Imlek. Tahun Baru Cina. Semua warga keturunan Tiong Hoa berduyun-duyun ke klenteng. Ramai-ramai mereka berdoa agar tahun ini penuh berkah. Apalagi ini tahun Naga. Naga dipercaya sebagai dewa yang membawa keberuntungan. Tapi, menjelang tahun baru ini sama sekali tak dirasakan hujan dan angin yang mendekati badai. Ini malah membuat para warga keturunan Cina gelisah. Tak ada angin dan tak ada hujan artinya susah mencari rejeki selama setahun mendatang. Pertunjukkan barongsai digelar semalam suntuk. Para biksu dan warga berdoa dengan khusyuk. Yang lain menonton barongsai atau duduk diam dirumah masing-masing sambil menatap langit. Berharap hujan dan angin segera datang ke bumi.

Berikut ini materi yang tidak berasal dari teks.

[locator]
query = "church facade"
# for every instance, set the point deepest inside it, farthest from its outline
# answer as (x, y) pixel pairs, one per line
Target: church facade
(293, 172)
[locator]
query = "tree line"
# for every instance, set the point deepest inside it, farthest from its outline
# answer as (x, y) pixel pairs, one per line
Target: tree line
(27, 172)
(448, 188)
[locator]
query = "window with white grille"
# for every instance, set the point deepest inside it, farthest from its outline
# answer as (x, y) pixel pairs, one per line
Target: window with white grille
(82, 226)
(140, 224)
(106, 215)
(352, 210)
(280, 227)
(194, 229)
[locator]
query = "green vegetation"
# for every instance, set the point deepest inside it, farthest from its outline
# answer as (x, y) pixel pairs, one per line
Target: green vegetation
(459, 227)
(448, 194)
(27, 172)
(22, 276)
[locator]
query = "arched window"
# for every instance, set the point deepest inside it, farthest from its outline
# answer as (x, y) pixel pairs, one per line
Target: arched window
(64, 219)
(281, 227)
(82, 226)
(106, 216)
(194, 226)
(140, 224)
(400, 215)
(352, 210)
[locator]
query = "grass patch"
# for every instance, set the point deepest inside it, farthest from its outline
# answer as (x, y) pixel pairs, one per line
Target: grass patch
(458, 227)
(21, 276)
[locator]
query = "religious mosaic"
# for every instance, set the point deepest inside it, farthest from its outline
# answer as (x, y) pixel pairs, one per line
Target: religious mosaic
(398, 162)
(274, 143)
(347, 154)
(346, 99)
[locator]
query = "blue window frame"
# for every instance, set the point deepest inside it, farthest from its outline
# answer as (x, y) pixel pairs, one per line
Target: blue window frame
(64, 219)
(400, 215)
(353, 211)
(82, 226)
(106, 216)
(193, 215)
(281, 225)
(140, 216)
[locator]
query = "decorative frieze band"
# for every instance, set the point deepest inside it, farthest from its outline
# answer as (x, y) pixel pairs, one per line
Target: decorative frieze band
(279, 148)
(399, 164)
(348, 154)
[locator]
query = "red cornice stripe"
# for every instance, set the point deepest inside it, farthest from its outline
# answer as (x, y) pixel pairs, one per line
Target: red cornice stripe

Ni O menatap klenteng di depan rumahnya. Klenteng kini ramai dikunjungi warga, tidak hanya warga keturunan tapi juga warga lokal. Menyaksikan barongsai. Seperti tiada lelah, pemain barongsai itu terus menerus menari di balik kostum barongsai, mengedip-kedipkan mata dengan genit dan mengundang tawa. Lampion-lampion terus menyala. Ornamen naga raksasa di depan klenteng tampak gagah dan indah. Suka cita itu tak sampai di hati Ni O. Entah mengapa ia tak menikmati malam pergantian tahun Cina ini. Biasanya ia akan semalaman di klenteng. Setelah sembahyang ia akan membantu ibu-ibu di sana atau bergosip dengan para remaja. Atau bercanda dengan Han Wen, teman sejak kecilnya.
Dari kejauhan Ni O bisa melihat Han Wen berkeringat di balik kostum barongsai warna kuning. Biasanya Ni O akan melemparkan handuk ke muka Han Wen sambil menyodorkan sebotol air mineral. Lalu Han Wen akan menjepit dirinya dengan mulut barongsai. Dan mereka tertawa bersama. Tapi kali ini tidak.
Ni O berbaring lagi di kasurnya. Menatap langit-langit. Menyusuri garis kecoklatan bekas bocor di sana. Panjang, meliuk, seperti tubuh naga. Kamarnya bau Hio. Setengah jam yang lalu ibunya berdoa di kamarnya, sebenarnya di setiap ruangan di rumah ini. Ni O pura-pura tidur agar tidak mengganggu ibunya. Dan juga agar ia tak disuruh ke klenteng. Bukannya malas. Ia hanya sedang tidak bersemangat.
Tiba-tiba jam besar di ruang tengah berdentang. Dua belas kali. Sudah ganti tahun. Ni O mendengar sorak sorai di klenteng. Tetapi ia juga mendengar suara tangis kecemasan samar-samar. Suara nyanyian seorang wanita menelusup di telinganya. Ni O diam, menajamkan pendengarannya. Nyanyian itu masih ada, namun kemudian hilang. Ni O duduk di kasurnya dan menatap klenteng dari jendela. Tak ada yang menyadari, mata naga raksasa itu bersinar sekejap tepat ke mata Ni O.